Cependant, M. Laxroix a souligné qu'elle se trouve désormais à la croisée des chemins, nécessitant un financement plus prévisible pour faire face à une série de défis - notamment le terrorisme, la faiblesse de la sécurité aux frontières et le trafic de personnes, de drogues et d'armes - qui ont tous un impact plus sévère sur les femmes.

Face à l'omniprésence des violations des droits et de la violence extrémiste, les organisations de femmes ripostent en proposant des solutions fondées sur le dialogue et l'autonomisation, selon Fatimata Ouilma Sinare, présidente de la section burkinabé du Réseau pour la paix et la sécurité des femmes de la Communauté économique des États d'Afrique de l'Ouest (CEDEAO).

Elle a décrit une crise sécuritaire de grande ampleur qui touche de manière disproportionnée les femmes de la région et a appelé à un soutien de la communauté internationale.

La déclaration note que les régions du bassin du lac Tchad et du Sahel ont connu une montée en flèche de la violence terroriste ces dernières années, y compris des attaques dévastatrices contre des civils. 

Les femmes de ces régions souffrent également de taux élevés de pratiques néfastes, telles que les mariages précoces et forcés, les mutilations génitales féminines et le recrutement croissant par des groupes armés.

En outre, Mme Sinare a informé le Conseil de l'existence d'un grand nombre de rapports faisant état d'abus sexuels et de viols, ainsi que d'une grave sous-représentation des femmes dans les rôles décisionnels qui pourraient contribuer à améliorer les résultats des politiques.
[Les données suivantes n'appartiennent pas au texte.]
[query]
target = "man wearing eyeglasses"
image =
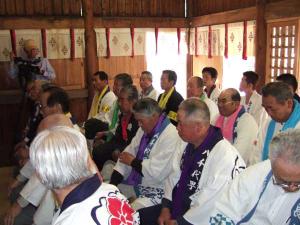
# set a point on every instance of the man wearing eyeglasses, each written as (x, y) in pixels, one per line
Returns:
(30, 66)
(237, 126)
(266, 193)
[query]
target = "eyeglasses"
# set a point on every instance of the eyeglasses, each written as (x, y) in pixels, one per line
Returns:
(285, 184)
(223, 101)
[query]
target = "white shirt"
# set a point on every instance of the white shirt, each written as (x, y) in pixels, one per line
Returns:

Pour répondre à ces graves préoccupations, une série de groupes de femmes de la région proposent des solutions visant à combattre l'extrémisme violent et les multiples formes de violence au niveau communautaire. 

Toutefois, Mme Sinare a souligné que les organisations civiles de base essentielles restent gravement sous-financées et ont besoin d'un soutien technique et financier pour avoir un impact à long terme.

D'autres recommandations notent que les efforts régionaux et internationaux devraient se concentrer sur l'encouragement du dialogue entre les groupes armés et les autorités étatiques et régionales afin d'endiguer la violence incessante. 

Un soutien est également nécessaire pour améliorer la qualité des services de santé et d'éducation et soutenir les activités de prévention des conflits.